From mboxrd@z Thu Jan  1 00:00:00 1970
From: Rick Jones <rick.jones2@hp.com>
Subject: Re: TCP 2MSL on loopback
Date: Tue, 06 Mar 2007 12:41:00 -0800
Message-ID: <45EDD1DC.2010200@hp.com>
References: <45EBFD13.1060106@symas.com>	<200703051528.02564.dada1@cosmosbay.com>	<45ED32CA.5080709@symas.com> <45EDB708.1010103@hp.com> <45EDC00E.8020805@symas.com>
Mime-Version: 1.0
Content-Type: text/plain; charset=us-ascii; format=flowed
Content-Transfer-Encoding: 7bit
Cc: Eric Dumazet <dada1@cosmosbay.com>, netdev@vger.kernel.org
To: Howard Chu <hyc@symas.com>
Return-path: <netdev-owner@vger.kernel.org>
Received: from palrel10.hp.com ([156.153.255.245]:39481 "EHLO palrel10.hp.com"
	rhost-flags-OK-OK-OK-OK) by vger.kernel.org with ESMTP
	id S965109AbXCFUlD (ORCPT <rfc822;netdev@vger.kernel.org>);
	Tue, 6 Mar 2007 15:41:03 -0500
In-Reply-To: <45EDC00E.8020805@symas.com>
Sender: netdev-owner@vger.kernel.org
List-Id: netdev.vger.kernel.org

>> With transparant bridging, nobody knows how long the datagram may be 
>> out there.  Admittedly, the chances of a datagram living for a full 
>> two minutes these days is probably nil, but just being in the same IP 
>> subnet doesn't really mean anything when it comes to physical locality.
> 
> 
> Bridging isn't necessarily a problem though. The 2MSL timeout is 
> designed to prevent problems from delayed packets that got sent through 
> multiple paths. In a bridging setup you don't allow multiple paths, 
> that's what STP is designed to prevent. If you want to configure a 
> network that allows multiple paths, you need to use a router, not a bridge.

Well, there is trunking at the data link layer, and in theory there 
could be an active-standby where the standby took a somewhat different path.

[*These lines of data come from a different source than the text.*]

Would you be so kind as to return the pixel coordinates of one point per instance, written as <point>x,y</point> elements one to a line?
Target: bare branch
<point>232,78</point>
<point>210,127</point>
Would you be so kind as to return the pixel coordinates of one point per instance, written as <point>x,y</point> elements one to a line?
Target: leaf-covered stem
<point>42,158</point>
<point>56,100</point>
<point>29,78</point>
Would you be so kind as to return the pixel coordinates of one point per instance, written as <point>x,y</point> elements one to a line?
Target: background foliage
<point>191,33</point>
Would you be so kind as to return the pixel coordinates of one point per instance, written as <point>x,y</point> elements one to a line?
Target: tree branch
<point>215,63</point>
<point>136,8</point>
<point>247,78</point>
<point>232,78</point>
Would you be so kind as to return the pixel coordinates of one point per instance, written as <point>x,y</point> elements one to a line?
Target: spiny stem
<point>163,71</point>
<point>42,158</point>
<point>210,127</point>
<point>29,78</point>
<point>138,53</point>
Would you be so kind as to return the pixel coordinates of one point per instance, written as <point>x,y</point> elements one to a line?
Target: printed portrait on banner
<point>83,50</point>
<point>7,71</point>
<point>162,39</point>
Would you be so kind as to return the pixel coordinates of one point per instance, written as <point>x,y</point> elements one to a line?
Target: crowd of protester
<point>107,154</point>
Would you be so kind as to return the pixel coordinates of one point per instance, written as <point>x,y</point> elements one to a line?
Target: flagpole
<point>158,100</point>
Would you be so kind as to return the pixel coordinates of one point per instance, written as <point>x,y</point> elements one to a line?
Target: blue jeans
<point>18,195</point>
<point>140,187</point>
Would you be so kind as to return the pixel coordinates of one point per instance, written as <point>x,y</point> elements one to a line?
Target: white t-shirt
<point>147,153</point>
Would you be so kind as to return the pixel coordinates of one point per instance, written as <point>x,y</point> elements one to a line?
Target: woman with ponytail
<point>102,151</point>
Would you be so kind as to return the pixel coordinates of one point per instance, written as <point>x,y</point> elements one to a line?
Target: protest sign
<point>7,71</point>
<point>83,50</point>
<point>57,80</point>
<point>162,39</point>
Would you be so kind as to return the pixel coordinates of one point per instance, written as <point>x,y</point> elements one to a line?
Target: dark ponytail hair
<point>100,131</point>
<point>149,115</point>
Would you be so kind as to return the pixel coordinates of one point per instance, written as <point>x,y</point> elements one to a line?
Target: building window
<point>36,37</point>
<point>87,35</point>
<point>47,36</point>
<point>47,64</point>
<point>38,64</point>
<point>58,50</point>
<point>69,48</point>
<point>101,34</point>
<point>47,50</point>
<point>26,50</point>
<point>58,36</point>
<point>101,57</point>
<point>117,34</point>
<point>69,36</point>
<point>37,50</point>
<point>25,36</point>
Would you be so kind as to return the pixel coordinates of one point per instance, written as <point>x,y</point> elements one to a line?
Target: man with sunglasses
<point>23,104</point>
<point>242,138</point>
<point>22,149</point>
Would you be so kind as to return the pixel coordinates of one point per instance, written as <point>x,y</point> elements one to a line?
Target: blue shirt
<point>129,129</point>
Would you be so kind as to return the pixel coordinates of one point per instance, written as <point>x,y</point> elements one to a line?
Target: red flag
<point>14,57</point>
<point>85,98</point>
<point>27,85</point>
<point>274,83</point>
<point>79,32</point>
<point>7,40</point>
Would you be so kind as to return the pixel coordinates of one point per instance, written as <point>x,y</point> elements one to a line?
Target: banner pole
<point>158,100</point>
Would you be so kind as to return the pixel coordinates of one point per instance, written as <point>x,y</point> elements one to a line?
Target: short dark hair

The timeout is also to cover datagrams which just got "stuck" somewhere 
too (IIRC) and may not necessarily require a multiple path situation.

> 
>> SPECweb benchmarking has had to deal with the issue of attempted 
>> TIME_WAIT reuse going back to 1997.  It deals with it by not relying 
>> on the client's configured local/anonymous/ephemeral port number range 
>> and instead making explicit bind() calls in the (more or less) entire 
>> unpriv port range (actually it may just be from 5000 to 65535 but still)
> 
> 
> That still doesn't solve the problem, it only ~doubles the available 
> port range. That means it takes 0.6 seconds to trigger the problem 
> instead of only 0.3 seconds...

True.  Thankfully, the web learned to use persistent connections so 
later versions of SPECweb benchmarking make use of persistent connections.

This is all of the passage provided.